The 1st Respondent, in his affidavit in response, opposed the application. Counsels for the parties then filed written submissions in support of their respective contentions. Counsel for the Applicant sought to bring evidence through his written submission, as a rejoinder to the affidavit evidence sworn by the 1st Respondent in reply. This is unacceptable. A statement from the Bar cannot amount to evidence, with the capacity to controvert evidence given on oath. The caveat, which still remains on the title to the suit property to date, was lodged in 1968. The 1st Respondent has been sued as the heir, under customary law and practice, to the caveator is now dead.
Ground No. 1: Whether the caveat has lapsed.
I agree with Counsel for the 1st Respondent, and fortunately Counsel for the Applicant concedes this point, that there is no provision in the Registration of Titles Act, or indeed in any other law, limiting the period for which a caveat may lawfully remain on the title it has been lodged on. Section 149 of the Registration of Titles Act, which maintains the position in the previous laws regarding Registration of Titles, provides that a caveat lapses after a statutory notice has been served on the caveator, but he or she takes no action with regard to the caveat. A caveat is not like a power of attorney, which is automatically extinguished upon the death of the donor. There is no evidence before me that statutory notice was ever served on the caveator, or his successor in title, who has taken no action thereto, to cause this Court to order the removal of the caveat.
Ground No. 2: Whether the 1st Respondent is lawfully sued.
The Respondents have not raised this matter at all. However, because it is a question of law, I am duty bound to resolve it. The Applicant has sued the 1st Respondent on account of the latter being a customary heir to the late Temutewo Wasswa Omulamata who lodged the caveat in issue alleging purchase of part of the suit property from the Applicant's predecessor in title. A customary heir is not necessarily the legal representative of the deceased person. In fact, under the Succession Act, the exclusive entitlement of the customary heir to the estate of the deceased person, by virtue of being a customary heir, is only 1% of the value of the estate.

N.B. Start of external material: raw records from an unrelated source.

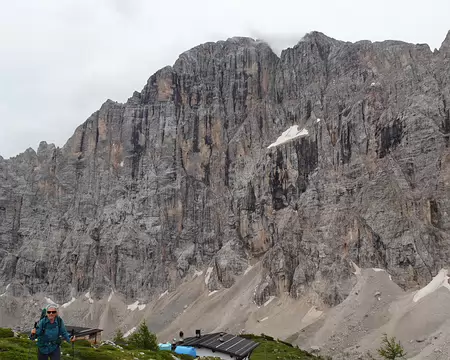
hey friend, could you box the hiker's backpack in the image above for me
[39,308,46,321]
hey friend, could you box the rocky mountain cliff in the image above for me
[1,31,450,310]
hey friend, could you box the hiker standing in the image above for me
[31,304,76,360]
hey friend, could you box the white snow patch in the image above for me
[61,297,76,308]
[260,317,269,322]
[159,290,168,299]
[351,261,361,276]
[108,291,114,302]
[205,267,213,285]
[0,284,10,297]
[127,301,146,311]
[264,296,276,307]
[244,265,253,275]
[127,301,139,311]
[208,290,218,297]
[316,118,321,123]
[84,292,94,304]
[124,327,136,338]
[193,270,203,278]
[267,125,309,149]
[45,297,58,306]
[413,269,450,303]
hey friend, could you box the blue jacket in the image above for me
[34,317,71,354]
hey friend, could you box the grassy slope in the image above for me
[243,334,330,360]
[0,330,330,360]
[0,337,179,360]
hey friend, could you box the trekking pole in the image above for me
[28,322,37,360]
[71,329,75,359]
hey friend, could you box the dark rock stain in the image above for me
[193,114,200,152]
[269,149,287,210]
[131,118,144,180]
[294,139,319,193]
[340,123,352,164]
[306,100,312,119]
[377,118,403,158]
[429,199,441,228]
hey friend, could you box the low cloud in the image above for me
[249,30,306,56]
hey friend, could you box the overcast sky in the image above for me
[1,0,449,158]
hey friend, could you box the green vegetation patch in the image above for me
[0,328,14,338]
[242,334,331,360]
[0,328,332,360]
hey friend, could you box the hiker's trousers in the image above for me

There is no evidence, in the instant suit before me, that the customary heir is the sole beneficial owner of the suit land, for which the caveat was lodged, or that the suit land is what comprises his 1% as provided for under the Succession Act; which would have justified a suit being brought against him. The suit against him is therefore ill considered. The proper course of action, open to the Applicant, is to move Court to appoint a legal representative of the now deceased caveator, for the limited purpose of being sued over the estate of the deceased caveator. Such legal representative would then have to first be issued with a notice to show cause why the caveat should not be removed as provided for in the Registration of Titles Act; then subsequent actions could be taken, inclusive of a suit such as this one.
In the same vein, the prayer that Court directs the Registrar of Titles to issue the title to the late Paul Musoke's land, in the Applicant's name, has no basis in law. A caveat is an encumbrance, which is not lodged on the duplicate (owner's) copy of the certificate of title; but instead on the original (Registry) certificate of title. The lodgment of a caveat on the title does not disentitle or bar the owner of the land from being issued with a duplicate certificate of title. Any person transacting business over the land would then stand notified of the encumbrance registered in the original certificate of title. In the result, I find that this application has not merit; and cannot be maintained. Accordingly, I disallow it with costs to the Respondents.